En révélant en août dernier que de l’éthéphon avait été retrouvé sur des lots de bananes plantains, les autorités martiniquaises ont non seulement ravivé de douloureux souvenirs liés à la chlordécone au sein de la population…pas si lointains que cela d’ailleurs…mais surtout, elles ont suscité de nombreux doutes et questionnements chez le consommateur.
Et pour cause, selon le laboratoire d’analyses Phytocontrol, l'Ethéphon est un régulateur de croissance végétale utilisé pour promouvoir la maturation de certains fruits comme les tomates, les betteraves ou encore le café. Il peut être utilisé pour simplifier la récolte des fruits et accélérer la maturation en aval de la récolte.
En Martinique, il est autorisé exclusivement en culture d’ananas pour accélérer la floraison.
La molécule disparaît au bout de 3 ou 4 mois. C’est la raison pour laquelle son utilisation n’est autorisée que sur certaines plantes, et seulement lorsqu’elle est au stade floral.
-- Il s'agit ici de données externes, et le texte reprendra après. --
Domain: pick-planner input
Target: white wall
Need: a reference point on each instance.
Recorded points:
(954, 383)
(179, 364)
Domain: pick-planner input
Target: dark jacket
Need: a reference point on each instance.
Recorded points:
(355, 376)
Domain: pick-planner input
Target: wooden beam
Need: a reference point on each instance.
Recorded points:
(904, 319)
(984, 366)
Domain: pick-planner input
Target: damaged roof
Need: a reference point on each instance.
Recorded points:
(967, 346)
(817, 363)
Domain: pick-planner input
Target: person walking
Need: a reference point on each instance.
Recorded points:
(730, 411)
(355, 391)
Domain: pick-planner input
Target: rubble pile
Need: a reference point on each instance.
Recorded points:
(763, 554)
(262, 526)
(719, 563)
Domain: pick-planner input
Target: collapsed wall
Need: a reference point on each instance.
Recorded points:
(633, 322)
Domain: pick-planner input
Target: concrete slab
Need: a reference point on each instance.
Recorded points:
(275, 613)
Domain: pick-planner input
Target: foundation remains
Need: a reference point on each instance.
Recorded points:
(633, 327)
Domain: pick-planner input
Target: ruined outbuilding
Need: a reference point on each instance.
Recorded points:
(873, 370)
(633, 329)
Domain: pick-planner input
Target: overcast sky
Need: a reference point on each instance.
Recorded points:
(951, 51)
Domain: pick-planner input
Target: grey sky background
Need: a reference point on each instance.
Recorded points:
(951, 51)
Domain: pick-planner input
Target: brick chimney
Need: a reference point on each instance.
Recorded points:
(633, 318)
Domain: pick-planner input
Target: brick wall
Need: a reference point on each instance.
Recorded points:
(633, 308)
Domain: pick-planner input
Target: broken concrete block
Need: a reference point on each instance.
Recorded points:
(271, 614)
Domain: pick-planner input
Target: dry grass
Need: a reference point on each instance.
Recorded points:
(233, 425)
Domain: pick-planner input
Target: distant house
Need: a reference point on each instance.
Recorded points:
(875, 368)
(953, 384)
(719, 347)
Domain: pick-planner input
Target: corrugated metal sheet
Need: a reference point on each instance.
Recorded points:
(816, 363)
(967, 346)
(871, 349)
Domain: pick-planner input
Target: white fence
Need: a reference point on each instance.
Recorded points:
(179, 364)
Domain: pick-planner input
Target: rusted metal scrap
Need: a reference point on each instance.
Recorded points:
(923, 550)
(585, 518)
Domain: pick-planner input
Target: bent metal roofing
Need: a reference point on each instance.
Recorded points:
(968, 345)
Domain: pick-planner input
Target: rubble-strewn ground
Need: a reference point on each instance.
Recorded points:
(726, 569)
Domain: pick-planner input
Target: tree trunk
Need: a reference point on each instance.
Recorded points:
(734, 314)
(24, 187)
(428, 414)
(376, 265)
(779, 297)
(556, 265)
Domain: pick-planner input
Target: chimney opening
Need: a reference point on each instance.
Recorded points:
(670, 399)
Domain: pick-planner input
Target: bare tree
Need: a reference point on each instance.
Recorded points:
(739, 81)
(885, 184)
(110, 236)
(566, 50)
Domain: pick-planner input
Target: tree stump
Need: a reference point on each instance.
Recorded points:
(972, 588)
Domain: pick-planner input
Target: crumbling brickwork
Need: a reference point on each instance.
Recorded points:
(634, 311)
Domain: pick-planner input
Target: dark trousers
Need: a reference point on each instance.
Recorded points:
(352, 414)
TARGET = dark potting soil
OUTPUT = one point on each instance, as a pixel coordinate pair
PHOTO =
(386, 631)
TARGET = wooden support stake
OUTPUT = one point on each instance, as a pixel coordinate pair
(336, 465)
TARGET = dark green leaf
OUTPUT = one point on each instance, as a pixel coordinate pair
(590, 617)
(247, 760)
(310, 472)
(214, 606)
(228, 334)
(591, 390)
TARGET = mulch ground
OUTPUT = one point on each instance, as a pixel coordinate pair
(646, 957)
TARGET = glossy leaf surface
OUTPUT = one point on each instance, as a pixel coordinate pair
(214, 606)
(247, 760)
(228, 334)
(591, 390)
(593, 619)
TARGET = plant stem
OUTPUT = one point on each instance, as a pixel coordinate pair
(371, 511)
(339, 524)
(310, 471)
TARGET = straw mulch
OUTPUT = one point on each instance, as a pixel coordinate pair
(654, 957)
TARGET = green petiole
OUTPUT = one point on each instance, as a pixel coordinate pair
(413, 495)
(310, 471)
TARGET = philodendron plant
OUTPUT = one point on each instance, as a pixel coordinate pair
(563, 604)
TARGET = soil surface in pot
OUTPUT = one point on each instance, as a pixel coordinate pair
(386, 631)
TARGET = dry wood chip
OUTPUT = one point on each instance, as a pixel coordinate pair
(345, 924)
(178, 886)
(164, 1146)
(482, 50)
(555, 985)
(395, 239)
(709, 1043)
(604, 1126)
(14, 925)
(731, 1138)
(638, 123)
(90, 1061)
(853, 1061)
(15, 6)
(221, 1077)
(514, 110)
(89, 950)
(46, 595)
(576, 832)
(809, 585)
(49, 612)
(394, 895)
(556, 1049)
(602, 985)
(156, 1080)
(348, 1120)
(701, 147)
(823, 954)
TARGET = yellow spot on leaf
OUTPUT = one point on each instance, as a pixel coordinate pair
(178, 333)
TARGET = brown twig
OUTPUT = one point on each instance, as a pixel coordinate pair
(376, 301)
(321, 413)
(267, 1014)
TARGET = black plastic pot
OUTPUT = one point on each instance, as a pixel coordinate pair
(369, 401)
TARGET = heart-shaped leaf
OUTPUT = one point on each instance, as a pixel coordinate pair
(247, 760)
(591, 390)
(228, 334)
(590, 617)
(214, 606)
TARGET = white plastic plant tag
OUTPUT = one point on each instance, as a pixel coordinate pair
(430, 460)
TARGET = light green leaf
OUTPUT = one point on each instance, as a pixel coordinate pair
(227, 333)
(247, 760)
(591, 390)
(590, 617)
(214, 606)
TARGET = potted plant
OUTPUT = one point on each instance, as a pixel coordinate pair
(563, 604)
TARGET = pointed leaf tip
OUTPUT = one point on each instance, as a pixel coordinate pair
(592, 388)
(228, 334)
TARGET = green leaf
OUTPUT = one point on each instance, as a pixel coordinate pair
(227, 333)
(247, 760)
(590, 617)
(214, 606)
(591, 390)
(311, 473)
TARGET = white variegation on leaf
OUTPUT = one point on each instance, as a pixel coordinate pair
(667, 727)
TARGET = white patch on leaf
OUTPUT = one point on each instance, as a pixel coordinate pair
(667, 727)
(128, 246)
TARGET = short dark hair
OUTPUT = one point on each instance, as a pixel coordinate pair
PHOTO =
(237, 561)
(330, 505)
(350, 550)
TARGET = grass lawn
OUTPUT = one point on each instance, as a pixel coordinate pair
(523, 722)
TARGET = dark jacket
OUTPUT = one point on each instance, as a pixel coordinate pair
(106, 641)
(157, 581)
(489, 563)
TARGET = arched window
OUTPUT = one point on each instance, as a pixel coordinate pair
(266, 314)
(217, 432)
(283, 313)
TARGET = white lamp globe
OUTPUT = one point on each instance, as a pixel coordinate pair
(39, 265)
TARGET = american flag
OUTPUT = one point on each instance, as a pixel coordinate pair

Sinon, son usage est strictement interdit sur tous les fruits, quel que soit leur stade de maturité
Gwendoline Le Liard – cheffe du service de l’alimentation à la DGTM
Sauf que certains producteurs peu scrupuleux le détournent son usage premier.
Dans un communiqué publié le jeudi 25 août 2022, Clarisse Taron, procureure de Fort-de-France, indiquait: "Cette molécule serait pulvérisée sur les fruits cueillis encore verts pour accélérer le passage vers la couleur jaune afin de présenter à la vente des produits plus attrayants pour le consommateur".
Le spectre d'un nouveau scandale sanitaire
Chez nous, 5 services d’État dont le service de l’alimentation de la Direction Générale des Territoires et de la Mer (DGTM), sont en cours d’évaluation du risque.
Nous avons réalisé 15 prélèvements entre la semaine dernière et cette semaine, en collaboration avec nos collègues du service des fraudes de la DGCOPOP. Ceux que nous avons effectué ont été envoyés pour analyse à un laboratoire de Lyon, ceux effectués par la DGCOPOP ont été envoyés dans un laboratoire parisien. Les résultats seront connus d’ici à 2 semaines.
Gwendoline Le Liard – cheffe du service de l’alimentation à la DGTM
Les lots d’un kilo ont été prélevés sur des lieux de commercialisation du territoire, de Régina à Saint-Laurent : primeurs, marchés, grandes surfaces et grossistes.
Si une contamination est avérée sur un ou plusieurs lots, les lieux de vente seront informés et les bananes devront être retirées des rayons et étals. Une enquête de traçabilité sera effectuée pour retrouver le producteur qui sera alors sanctionné.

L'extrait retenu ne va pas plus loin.